Hematoxylin and eosin–stained slides were reviewed, and immunohistochemistry and fluorescence in situ hybridization were performed.
The patients included 38 men and 20 women. The median age at diagnosis was 57 years (interquartile range [IQR], 50 years-67 years), and the median overall survival was 7 months (IQR, 4 months-11 months). “Adenoid” glioblastomas (A-GBM) predominated (48%). True epithelial glioblastomas (TE-GBM) were next most frequent based on morphology and immunohistochemistry (35%), followed by epithelioid glioblastomas (E-GBM) (17%). Overall, 25 (43%) tumors featured a sarcomatous component.
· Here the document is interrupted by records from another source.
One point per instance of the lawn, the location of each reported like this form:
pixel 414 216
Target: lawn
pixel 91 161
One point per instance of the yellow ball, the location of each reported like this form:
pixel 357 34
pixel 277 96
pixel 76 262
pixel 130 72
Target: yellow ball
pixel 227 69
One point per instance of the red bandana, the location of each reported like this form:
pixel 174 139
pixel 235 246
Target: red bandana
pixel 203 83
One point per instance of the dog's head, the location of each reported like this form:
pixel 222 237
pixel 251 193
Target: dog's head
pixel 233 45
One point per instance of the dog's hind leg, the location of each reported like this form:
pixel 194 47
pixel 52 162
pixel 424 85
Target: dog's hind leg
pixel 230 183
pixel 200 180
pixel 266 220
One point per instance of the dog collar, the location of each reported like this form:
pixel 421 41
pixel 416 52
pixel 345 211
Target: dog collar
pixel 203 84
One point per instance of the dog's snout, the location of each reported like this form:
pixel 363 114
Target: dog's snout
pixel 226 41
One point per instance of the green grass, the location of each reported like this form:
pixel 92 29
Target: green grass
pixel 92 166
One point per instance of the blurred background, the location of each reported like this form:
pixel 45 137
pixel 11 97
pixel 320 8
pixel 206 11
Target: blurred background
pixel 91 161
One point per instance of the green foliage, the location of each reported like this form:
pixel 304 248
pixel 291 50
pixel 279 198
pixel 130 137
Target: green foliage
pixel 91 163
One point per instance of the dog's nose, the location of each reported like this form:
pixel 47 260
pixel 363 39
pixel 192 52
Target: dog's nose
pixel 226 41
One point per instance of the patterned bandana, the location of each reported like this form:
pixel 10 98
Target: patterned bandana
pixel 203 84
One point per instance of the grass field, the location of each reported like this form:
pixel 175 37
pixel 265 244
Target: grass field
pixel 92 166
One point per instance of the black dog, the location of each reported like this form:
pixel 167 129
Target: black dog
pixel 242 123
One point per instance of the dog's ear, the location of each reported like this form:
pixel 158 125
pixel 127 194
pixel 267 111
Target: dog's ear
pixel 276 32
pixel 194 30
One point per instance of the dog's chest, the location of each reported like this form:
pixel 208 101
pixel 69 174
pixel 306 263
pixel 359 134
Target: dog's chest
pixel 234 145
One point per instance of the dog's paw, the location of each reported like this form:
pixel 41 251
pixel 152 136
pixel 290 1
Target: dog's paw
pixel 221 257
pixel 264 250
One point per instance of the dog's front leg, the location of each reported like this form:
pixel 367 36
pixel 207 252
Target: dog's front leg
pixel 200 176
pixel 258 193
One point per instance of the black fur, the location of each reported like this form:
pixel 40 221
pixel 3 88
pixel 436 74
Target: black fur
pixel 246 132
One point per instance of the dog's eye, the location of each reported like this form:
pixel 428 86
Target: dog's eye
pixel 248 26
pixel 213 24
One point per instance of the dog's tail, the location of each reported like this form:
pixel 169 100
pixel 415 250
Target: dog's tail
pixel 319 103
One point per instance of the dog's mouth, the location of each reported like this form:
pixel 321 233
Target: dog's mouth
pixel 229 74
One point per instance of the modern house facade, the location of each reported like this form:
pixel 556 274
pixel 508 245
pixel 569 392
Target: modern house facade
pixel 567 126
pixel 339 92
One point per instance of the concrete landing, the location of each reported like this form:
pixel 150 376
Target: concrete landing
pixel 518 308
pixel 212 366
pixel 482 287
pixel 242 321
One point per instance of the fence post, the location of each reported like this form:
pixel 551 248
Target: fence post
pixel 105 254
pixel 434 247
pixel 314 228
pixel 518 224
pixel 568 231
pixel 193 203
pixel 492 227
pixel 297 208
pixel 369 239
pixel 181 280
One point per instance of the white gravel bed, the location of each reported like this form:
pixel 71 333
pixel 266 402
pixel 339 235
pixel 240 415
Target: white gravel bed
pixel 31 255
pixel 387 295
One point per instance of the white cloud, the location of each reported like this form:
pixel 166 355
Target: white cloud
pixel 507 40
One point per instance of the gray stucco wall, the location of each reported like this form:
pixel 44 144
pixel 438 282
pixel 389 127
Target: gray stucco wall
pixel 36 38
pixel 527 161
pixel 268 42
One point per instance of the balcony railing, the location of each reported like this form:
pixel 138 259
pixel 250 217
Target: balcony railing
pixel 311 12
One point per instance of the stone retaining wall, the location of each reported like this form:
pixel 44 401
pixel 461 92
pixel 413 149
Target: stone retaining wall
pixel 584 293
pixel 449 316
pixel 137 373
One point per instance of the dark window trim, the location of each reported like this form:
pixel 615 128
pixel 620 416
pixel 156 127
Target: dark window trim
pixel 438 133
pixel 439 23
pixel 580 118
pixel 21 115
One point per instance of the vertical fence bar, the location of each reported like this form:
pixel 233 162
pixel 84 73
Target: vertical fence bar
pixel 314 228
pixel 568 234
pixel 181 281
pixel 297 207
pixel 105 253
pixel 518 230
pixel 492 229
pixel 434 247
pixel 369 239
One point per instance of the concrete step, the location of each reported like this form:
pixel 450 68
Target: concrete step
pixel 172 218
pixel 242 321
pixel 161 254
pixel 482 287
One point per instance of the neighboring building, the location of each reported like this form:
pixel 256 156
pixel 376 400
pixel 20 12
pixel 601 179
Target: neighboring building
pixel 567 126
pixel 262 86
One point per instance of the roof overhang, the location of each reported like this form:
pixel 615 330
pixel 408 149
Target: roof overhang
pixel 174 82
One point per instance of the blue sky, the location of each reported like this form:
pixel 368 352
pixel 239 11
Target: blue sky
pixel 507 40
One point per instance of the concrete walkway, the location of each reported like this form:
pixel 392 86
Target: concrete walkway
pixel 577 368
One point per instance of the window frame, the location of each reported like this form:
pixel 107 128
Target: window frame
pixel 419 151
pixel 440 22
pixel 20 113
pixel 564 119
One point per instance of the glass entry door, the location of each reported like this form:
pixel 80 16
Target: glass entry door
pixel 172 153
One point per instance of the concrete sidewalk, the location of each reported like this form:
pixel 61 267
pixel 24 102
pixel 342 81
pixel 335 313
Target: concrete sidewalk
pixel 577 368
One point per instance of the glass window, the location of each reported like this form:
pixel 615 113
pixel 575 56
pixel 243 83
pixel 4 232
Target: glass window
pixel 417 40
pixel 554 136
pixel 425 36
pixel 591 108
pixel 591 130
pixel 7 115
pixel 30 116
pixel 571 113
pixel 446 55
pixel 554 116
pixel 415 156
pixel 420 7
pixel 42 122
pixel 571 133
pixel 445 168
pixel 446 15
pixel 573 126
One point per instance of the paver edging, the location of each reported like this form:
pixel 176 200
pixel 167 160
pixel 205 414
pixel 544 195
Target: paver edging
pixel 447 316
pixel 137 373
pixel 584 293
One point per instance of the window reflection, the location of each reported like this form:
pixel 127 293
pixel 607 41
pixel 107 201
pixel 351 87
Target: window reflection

Molecular cytogenetic abnormalities identified by fluorescent in situ hybridization in A-GBM, E-GBM, and TE-GBM, respectively, included p16 deletion/-9 (60%, 71%, 64%); chromosome 10 loss (40%, 63%, 57%), chromosome 7 gain without EGFR amplification (70%, 38%, 40%), EGFR amplification (10%, 50%, 27%), PTEN deletion (10%, 25%, 29%), PDGFRA amplification (10%, 25%, 0%), and RB1 deletion/−13q (50%, 0%, 14%). Abnormalities identified by immunohistochemistry included p21 immunonegativity (60%, 25%, 93%), which was most frequent in TE-GBM (P = .008), strong nuclear p53 staining (29%, 29%, 41%), strong membranous staining for epidermal growth factor receptor (EGFR) (21%, 63%, 19%), which was most frequent in E-GBM (P = .03), and an increased frequency of p27 immunonegativity in gliosarcomas (15% negative, 85% focal) compared with tumors without sarcoma (38% strongly positive) (P = .009).
Pseudoepithelial and true epithelial morphology are rare phenomena in GBM and may be associated with a similar poor prognosis. These tumors demonstrate proportions of molecular genetic abnormalities varying somewhat from conventional GBM. Cancer 2008. © 2008 American Cancer Society.